Una película española reciente («El cuerpo», del director Oriol Paulo y con unas extraordinarias interpretaciones de José Coronado y Belén Rueda) me ha hecho recordar, por expresarlo de algún modo, la venganza. La venganza personal está mal considerada, al menos en unas sociedades, como la nuestra, en la que hemos delegado, cuando somos afrentados de manera grave, la necesidad y el deseo de venganza en instituciones como la policía o la judicatura o el jefe de la empresa o los padres o el ministro. Siempre hay alguien, en el organigrama jerárquico que lo rige todo, cuya obligación es velar porque el fiel de la balanza no pierda la horizontalidad. Así, castigará a los malos y evitará que los buenos se conviertan en malos si se toman la justicia (y la verdad) por su mano.

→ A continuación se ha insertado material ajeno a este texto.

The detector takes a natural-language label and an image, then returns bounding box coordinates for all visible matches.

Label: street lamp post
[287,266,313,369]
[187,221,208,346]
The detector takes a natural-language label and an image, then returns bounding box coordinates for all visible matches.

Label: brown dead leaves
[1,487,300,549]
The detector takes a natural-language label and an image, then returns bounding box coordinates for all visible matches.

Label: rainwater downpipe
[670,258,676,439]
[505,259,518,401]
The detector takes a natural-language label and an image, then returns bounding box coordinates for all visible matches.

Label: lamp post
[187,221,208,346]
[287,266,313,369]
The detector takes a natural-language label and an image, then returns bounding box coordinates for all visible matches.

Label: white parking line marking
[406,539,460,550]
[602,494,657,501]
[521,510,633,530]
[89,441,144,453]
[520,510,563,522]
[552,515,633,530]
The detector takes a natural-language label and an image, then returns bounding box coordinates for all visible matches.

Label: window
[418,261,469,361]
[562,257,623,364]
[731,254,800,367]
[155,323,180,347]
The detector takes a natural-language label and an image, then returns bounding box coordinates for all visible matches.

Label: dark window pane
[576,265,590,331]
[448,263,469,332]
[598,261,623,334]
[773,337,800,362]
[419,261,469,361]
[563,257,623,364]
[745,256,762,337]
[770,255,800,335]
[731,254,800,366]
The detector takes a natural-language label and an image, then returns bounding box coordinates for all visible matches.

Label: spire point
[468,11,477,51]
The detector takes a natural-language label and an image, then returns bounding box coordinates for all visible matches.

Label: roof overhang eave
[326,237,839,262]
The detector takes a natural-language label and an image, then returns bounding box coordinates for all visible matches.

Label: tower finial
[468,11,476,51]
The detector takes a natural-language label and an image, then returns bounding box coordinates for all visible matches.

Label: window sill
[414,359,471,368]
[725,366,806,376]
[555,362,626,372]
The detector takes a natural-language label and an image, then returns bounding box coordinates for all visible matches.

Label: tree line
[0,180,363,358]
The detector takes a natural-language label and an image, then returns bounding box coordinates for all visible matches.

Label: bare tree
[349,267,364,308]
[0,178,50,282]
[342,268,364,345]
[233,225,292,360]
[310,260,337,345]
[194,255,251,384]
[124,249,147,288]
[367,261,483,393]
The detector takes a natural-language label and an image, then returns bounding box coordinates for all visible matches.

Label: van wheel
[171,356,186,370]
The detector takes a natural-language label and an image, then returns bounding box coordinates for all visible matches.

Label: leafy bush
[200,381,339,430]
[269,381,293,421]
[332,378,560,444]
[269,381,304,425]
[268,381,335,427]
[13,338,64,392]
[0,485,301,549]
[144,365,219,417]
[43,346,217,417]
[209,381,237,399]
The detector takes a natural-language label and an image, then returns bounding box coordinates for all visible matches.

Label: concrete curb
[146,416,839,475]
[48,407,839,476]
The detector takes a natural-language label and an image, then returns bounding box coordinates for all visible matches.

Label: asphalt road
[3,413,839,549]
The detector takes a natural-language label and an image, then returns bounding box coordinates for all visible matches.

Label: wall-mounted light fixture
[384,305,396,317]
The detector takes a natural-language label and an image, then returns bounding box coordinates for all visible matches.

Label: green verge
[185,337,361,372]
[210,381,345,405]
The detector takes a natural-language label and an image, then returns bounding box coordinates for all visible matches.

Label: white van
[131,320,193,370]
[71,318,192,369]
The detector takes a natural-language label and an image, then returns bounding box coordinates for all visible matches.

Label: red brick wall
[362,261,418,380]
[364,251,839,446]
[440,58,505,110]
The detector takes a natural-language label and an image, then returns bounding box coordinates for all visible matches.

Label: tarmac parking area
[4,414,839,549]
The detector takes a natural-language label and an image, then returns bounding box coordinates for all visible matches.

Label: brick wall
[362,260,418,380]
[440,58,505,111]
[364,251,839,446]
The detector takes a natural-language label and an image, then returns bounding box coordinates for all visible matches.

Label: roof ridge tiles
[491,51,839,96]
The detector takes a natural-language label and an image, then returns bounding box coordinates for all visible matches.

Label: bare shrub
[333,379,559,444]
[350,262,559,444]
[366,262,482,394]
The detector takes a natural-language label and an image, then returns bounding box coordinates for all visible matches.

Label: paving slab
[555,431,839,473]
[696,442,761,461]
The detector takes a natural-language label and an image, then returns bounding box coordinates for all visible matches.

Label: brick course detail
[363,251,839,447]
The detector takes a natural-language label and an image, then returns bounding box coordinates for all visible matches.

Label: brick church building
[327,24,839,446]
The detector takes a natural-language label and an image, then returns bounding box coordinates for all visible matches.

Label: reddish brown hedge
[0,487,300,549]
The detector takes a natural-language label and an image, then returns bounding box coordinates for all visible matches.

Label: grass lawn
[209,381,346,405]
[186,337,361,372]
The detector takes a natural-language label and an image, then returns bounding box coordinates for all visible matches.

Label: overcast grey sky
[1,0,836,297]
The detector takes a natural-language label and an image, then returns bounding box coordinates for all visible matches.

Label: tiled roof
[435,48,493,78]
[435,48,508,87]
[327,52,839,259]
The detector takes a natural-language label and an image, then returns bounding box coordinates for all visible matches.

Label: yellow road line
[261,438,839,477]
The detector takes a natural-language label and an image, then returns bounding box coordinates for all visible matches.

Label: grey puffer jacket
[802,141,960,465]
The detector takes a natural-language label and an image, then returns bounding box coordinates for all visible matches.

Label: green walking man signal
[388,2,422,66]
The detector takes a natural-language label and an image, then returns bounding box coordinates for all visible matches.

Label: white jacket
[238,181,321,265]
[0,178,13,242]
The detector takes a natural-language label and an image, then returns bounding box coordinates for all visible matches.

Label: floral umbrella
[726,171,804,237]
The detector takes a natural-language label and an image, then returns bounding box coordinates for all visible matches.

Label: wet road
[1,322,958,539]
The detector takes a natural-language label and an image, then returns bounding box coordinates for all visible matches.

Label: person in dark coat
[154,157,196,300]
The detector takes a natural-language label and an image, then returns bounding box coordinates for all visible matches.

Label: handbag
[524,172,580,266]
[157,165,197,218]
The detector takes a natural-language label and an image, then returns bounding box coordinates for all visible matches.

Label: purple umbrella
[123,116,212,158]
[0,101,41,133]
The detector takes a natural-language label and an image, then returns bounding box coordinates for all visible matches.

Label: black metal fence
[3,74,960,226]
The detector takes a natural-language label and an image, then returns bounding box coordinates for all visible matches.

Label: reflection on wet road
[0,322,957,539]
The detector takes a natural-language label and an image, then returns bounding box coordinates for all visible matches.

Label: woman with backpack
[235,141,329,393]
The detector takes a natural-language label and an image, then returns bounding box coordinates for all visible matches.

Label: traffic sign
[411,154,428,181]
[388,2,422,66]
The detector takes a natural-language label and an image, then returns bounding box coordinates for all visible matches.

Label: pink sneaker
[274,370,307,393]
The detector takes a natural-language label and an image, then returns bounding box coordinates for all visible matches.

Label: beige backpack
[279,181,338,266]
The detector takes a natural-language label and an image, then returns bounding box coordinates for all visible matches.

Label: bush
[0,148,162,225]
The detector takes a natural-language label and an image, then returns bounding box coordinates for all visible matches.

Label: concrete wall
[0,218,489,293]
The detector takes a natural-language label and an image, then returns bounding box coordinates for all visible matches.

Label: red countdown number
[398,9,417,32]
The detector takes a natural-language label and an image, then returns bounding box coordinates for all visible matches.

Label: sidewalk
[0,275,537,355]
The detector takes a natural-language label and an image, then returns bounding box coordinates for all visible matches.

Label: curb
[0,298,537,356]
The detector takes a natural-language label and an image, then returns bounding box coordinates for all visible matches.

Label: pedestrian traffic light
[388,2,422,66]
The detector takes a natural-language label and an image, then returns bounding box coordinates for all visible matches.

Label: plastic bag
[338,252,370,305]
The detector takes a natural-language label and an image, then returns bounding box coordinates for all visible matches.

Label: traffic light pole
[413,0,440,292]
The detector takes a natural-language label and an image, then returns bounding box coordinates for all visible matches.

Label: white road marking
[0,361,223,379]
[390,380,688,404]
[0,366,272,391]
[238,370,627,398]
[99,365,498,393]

Atracar a lo que te atracan, matar a los que te han matado a un ser querido, estafar a los que te han estafado o provocarles un accidente de tráfico a los responsables del accidente de tráfico que te ha dejado paralítico no parece la solución. Mejor que sean otros los que, más con la ley que con las vísceras, pongan a cada cual donde le corresponda. Eso no siempre consuela (en ocasiones incluso desconsuela porque nos arrebata el gozo irracional, aunque entendible, de destrozar en persona al que te ha destrozado también en persona), pero al menos tampoco le da la razón a la inhumanidad de los inhumanos y, de paso, justifica inventos milenarios como la ética, el derecho o la filosofía.

En «El cuerpo» (aviso: si alguien no ha visto todavía la película que no lea este párrafo porque le estropearía el placer de asistir a un desenlace final realmente ingenioso y bien medido) un policía y su hija se confabulan para vengarse de los culpables de un accidente de tráfico que se dieron a la fuga después de segar la vida de la mujer del primero y madre de la segunda. De un policía, y más si es de película, uno espera una venganza cruel, inmediata, sin matices. Sin embargo el que protagoniza José Coronado es capaz de urdir una venganza tan fina, tan meditada hasta el último detalle y tan perfecta a efectos legales (él y su hija quedarán impunes porque su doble crimen quedará impune porque el de la mujer se le atribuirá al marido y el del marido parecerá un ataque cardíaco fruto de la tensión) que el espectador suspira, con los últimos planos, de agradecimiento pasivo e indirecto porque, de alguna manera, se sentirá también vengado al menos en su fantasía.

Porque todos necesitamos ser vengados y porque casi nunca esas instituciones de las que hablaba antes consiguen hacerlo de manera satisfactoria. La ley es tardía, injusta en demasiadas ocasiones y contradictoria. La policía no siempre hace bien su trabajo. Y cuando eso ocurre el dolor de que el malo (sigamos siendo maniqueos para que se entienda mejor el argumento) se salga con la suya es tanto que es perfectamente explicable y comprensible que uno sienta deseos de vengarse como sea. La mayoría, sin embargo, no sabríamos cómo hacerlo: los malos no son malos porque sí sino porque se han cualificado para ello, y nosotros, que no nos hemos cualificado, corremos el riesgo de que se diviertan todavía más viendo nuestros torpes intentos de emularles.

Está bien que la venganza sea sujetada por los otros poderes de la sociedad y del alma. Pero qué alivio cuando, si eso no sucede (y no sucede muchas veces), que alguien lo remedie como sea.